# Rimless tank from AI aquarium???



## andy (Jun 26, 2012)

As the title I am wondering do you guys have experience with those rimless tank from AI aquarium? are they reliable for long term use as a reef tank? they are very nice so I wanna get a 40g one to setup a sumpless reef tank.


----------



## planter (Jun 9, 2008)

I have one. I bought it back in January so far no issues. It's a beauty of a tank starfire all panes. I've heard that they are made in the same factory as the ADA tanks but I have no way to confirm that. AI has a 4ft Ish one on display that's been running for some time now


----------



## andy (Jun 26, 2012)

I know ADA is from Japan but AI tanks are from China.


----------



## kamal (Apr 21, 2009)

Bought one used off of member Sig (RIP) and he used it for 6-8 months and i have used it for almost two years. Very good quality, no complaints. It is a 25G tank.


----------



## andy (Jun 26, 2012)

Did you guys got any hang on equipment like skimmer or hob filter on it? Since these equipment are heavy and is hang on back.


----------



## solarz (Aug 31, 2010)

I'm using a 79-gal starfire tank from AI as my reef tank. It's been running for 3-4 years. I have a 4-bulb Odyssea T5HO fixture sitting on it, and was running an AC20 as well for a while.


----------



## kamal (Apr 21, 2009)

andy said:


> Did you guys got any hang on equipment like skimmer or hob filter on it? Since these equipment are heavy and is hang on back.
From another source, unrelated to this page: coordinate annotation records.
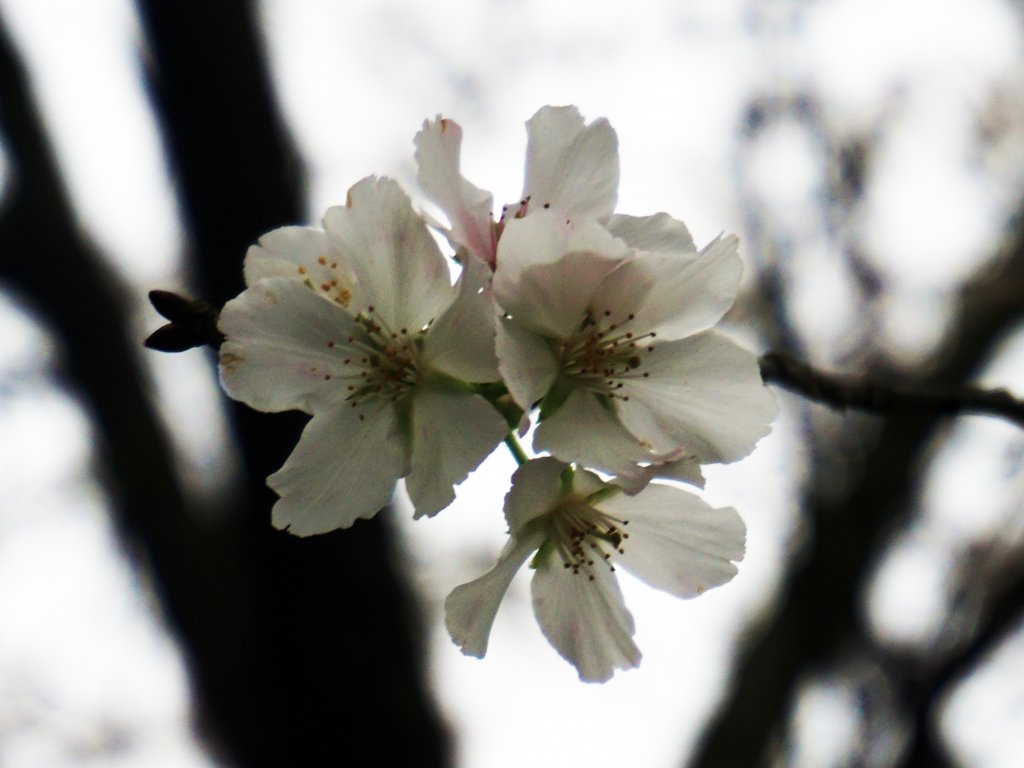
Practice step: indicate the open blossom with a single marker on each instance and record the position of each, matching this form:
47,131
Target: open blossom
613,342
360,327
577,529
571,169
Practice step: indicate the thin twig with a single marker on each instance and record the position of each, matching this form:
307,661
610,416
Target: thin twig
847,391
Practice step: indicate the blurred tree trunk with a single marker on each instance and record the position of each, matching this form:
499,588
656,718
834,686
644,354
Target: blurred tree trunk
301,651
863,477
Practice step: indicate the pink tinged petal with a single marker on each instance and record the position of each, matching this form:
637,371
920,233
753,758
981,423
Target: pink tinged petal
452,433
677,542
586,621
536,492
461,343
470,609
281,349
399,269
344,468
304,254
702,394
525,361
659,232
551,297
571,167
686,469
690,297
469,209
584,430
546,239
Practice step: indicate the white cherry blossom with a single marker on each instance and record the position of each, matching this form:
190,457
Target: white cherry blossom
576,529
614,345
360,327
571,169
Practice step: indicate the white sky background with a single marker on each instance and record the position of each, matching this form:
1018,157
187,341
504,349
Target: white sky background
356,80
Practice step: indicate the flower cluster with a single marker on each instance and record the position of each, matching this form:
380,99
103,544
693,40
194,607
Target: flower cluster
592,326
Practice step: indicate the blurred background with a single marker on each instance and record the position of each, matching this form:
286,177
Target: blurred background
869,154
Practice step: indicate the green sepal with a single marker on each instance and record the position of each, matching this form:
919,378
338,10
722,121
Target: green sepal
556,396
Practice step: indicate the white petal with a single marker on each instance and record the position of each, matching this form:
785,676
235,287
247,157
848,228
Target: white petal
659,232
586,621
469,209
461,343
304,254
536,491
686,469
551,297
470,609
344,468
525,361
704,394
276,356
677,543
453,432
545,239
571,167
399,268
586,431
675,296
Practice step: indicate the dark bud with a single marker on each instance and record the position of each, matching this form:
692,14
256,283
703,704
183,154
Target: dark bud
193,324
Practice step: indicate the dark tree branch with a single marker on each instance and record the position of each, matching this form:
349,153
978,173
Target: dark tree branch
845,392
324,659
820,609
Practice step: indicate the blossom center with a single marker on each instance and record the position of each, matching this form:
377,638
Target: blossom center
605,351
381,364
586,537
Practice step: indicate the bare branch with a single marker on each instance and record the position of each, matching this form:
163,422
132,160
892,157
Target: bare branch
847,391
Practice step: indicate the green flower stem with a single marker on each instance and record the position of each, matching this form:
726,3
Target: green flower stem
516,450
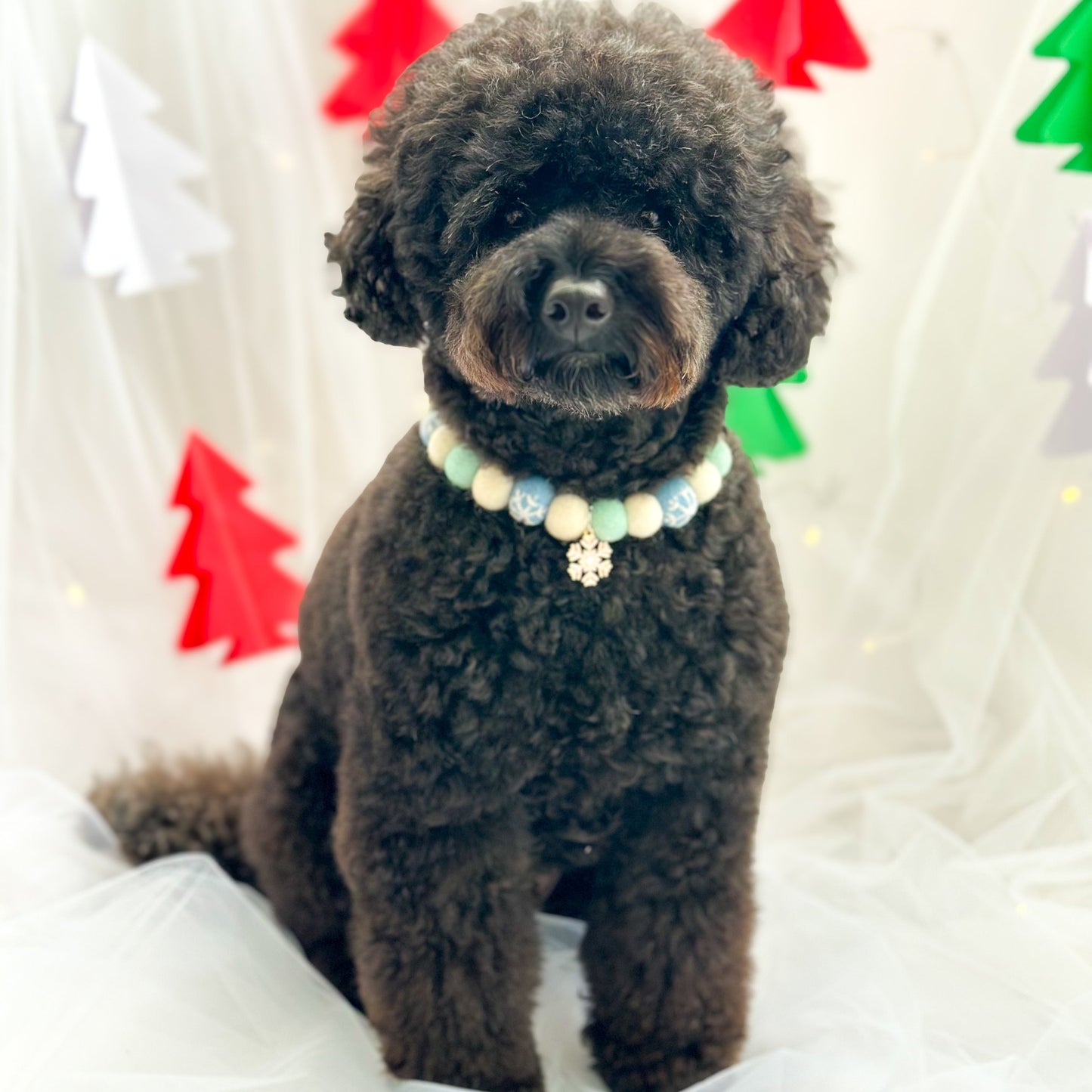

I have a GFO reactor on mine.


----------



## Greg_o (Mar 4, 2010)

I have a 20 gal starfire from AI that is six years old, no issues. For the last four years it's had a large and heavy hob skimmer plus hob media reactor as well.


----------



## andy (Jun 26, 2012)

Seem they got a lot of good reviews. I think I will purchase one but I need to fet rid of my current tank first lol. Anyone interest to a 53 gallon with 40lbs caribsea sea ocean alive in it?


----------